Somersault is a command-line only application. There is no GUI at
this time.

At its very core, all Somersault does is copy files from the source
file system to the destination file system. This process is broken
down into two steps: 1) figure out what actions to perform
(Building), 2) execute the actions (Execution). An action is
anything that Somersault needs to do: creating directories,
removing files, transferring files.

Somersault uses two mechanisms to decide which files to copy.
First, a user specified filter that indicates which files to copy.
Second, if the same file path exists in the destination, a user
specified comparator compares the source and destination file to
determine if the source is newer than the destination.
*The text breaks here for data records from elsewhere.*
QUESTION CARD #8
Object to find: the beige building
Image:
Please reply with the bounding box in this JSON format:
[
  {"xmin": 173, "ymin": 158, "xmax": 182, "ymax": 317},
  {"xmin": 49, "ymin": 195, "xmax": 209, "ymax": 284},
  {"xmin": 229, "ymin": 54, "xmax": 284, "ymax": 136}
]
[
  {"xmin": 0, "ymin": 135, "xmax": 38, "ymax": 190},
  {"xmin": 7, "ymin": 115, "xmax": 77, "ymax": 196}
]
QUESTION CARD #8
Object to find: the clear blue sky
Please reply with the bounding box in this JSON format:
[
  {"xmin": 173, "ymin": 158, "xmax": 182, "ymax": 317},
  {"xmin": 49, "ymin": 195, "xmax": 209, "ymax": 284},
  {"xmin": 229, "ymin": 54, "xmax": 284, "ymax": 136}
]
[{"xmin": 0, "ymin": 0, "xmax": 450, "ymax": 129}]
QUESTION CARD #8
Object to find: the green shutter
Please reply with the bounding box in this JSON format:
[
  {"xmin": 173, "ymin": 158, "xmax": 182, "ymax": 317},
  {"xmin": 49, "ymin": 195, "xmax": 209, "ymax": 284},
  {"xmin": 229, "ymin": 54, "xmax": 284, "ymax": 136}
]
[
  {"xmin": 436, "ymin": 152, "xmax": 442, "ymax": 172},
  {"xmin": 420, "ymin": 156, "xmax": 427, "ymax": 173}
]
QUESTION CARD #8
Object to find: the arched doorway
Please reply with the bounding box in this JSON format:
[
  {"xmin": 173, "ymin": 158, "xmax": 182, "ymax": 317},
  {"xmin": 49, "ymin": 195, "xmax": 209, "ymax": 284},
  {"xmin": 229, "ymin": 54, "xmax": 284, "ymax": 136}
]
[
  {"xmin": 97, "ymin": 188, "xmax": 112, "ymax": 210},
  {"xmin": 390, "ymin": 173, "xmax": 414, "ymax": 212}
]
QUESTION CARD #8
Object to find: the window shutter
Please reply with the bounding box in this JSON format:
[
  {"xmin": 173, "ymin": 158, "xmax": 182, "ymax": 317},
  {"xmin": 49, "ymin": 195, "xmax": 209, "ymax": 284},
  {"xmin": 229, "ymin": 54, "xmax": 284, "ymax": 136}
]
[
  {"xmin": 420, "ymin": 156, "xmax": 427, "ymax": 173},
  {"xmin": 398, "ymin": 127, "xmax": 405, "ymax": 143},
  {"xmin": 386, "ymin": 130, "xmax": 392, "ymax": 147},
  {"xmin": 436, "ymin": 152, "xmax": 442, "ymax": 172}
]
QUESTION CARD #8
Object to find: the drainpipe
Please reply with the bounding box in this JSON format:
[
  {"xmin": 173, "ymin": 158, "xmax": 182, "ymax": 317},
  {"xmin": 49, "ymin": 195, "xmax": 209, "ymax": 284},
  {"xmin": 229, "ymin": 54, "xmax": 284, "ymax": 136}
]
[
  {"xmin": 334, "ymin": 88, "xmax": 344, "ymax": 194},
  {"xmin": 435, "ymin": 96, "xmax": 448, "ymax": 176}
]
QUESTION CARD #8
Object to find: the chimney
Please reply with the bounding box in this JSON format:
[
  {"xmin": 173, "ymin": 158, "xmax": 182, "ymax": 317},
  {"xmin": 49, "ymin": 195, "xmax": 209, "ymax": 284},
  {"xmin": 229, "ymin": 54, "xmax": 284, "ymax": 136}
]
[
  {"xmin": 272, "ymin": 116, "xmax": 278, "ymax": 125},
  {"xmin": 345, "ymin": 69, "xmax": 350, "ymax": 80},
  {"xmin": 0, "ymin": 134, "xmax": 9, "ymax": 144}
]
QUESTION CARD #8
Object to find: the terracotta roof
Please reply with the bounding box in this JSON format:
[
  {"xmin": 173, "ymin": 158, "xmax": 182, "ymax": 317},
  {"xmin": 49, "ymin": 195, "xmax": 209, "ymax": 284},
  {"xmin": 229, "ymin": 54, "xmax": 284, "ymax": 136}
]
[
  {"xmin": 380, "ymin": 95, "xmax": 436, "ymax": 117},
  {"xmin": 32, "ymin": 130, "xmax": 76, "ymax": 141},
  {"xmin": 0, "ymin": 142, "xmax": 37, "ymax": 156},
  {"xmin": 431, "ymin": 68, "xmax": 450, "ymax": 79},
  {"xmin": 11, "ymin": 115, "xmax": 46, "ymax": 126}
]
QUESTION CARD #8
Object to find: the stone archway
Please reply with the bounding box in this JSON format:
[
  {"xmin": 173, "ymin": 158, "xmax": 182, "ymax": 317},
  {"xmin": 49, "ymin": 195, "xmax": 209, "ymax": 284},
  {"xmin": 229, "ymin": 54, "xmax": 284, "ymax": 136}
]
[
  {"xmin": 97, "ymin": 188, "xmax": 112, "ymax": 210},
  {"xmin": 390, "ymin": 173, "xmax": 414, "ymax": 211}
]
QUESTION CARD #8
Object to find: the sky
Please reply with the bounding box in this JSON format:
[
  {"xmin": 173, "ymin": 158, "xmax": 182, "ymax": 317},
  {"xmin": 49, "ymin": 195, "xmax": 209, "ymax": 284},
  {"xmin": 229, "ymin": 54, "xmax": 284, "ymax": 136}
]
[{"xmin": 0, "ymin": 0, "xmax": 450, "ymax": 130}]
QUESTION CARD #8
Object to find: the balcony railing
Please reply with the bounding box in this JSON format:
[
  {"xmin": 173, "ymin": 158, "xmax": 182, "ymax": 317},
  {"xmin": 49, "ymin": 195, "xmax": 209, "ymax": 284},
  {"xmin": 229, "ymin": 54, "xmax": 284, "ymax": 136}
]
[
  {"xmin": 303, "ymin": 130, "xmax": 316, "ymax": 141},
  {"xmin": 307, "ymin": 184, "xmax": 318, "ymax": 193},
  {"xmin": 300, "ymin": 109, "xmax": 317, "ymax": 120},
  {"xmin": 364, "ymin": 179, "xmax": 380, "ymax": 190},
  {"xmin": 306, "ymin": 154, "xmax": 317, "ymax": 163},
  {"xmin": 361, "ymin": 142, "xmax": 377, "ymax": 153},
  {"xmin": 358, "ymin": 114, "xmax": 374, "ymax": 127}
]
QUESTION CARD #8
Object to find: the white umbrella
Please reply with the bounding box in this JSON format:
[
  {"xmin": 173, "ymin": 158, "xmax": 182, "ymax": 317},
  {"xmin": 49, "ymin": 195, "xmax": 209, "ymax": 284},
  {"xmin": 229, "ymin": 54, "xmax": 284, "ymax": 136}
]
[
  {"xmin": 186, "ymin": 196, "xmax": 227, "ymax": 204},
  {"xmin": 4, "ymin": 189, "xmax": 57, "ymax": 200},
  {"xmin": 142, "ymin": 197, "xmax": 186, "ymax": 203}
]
Somersault calls the source and destination locations "file
systems". There are two kinds of file systems: indexed and
non-indexed. An indexed file system is one where a special file,
called the index, stores all the information about the file system
that somersault needs. Also, only indexed file systems support
compression and encryption.

The reason for indexed file systems is usually performance: speed,
bandwidth, and/or cost. Because an indexed file system stores all
its information in a single file, Somersault can easily download
that single file and use just that index figure out what is
different between the source and destination. Hence it is usually
the destination that is indexed, but its possible for the source to
also be indexed and/or for the destination to not be indexed.

Somersault stores the source and destination definition, filter,
and other options in a file called a Scenario file. The Scenario
file is an XML file that is designed to be modified by hand. The
best way to go about creating a scenario file is to use the
"examples" option to generate example scenario files and
copy-and-paste from those to make your own.

Instructions

Here are the steps I suggest in creating a backup. (These are the
same steps I use to setup my backups.) These steps should be
followed in order, but you should expect to go back to previous
steps several times as you refine earlier steps.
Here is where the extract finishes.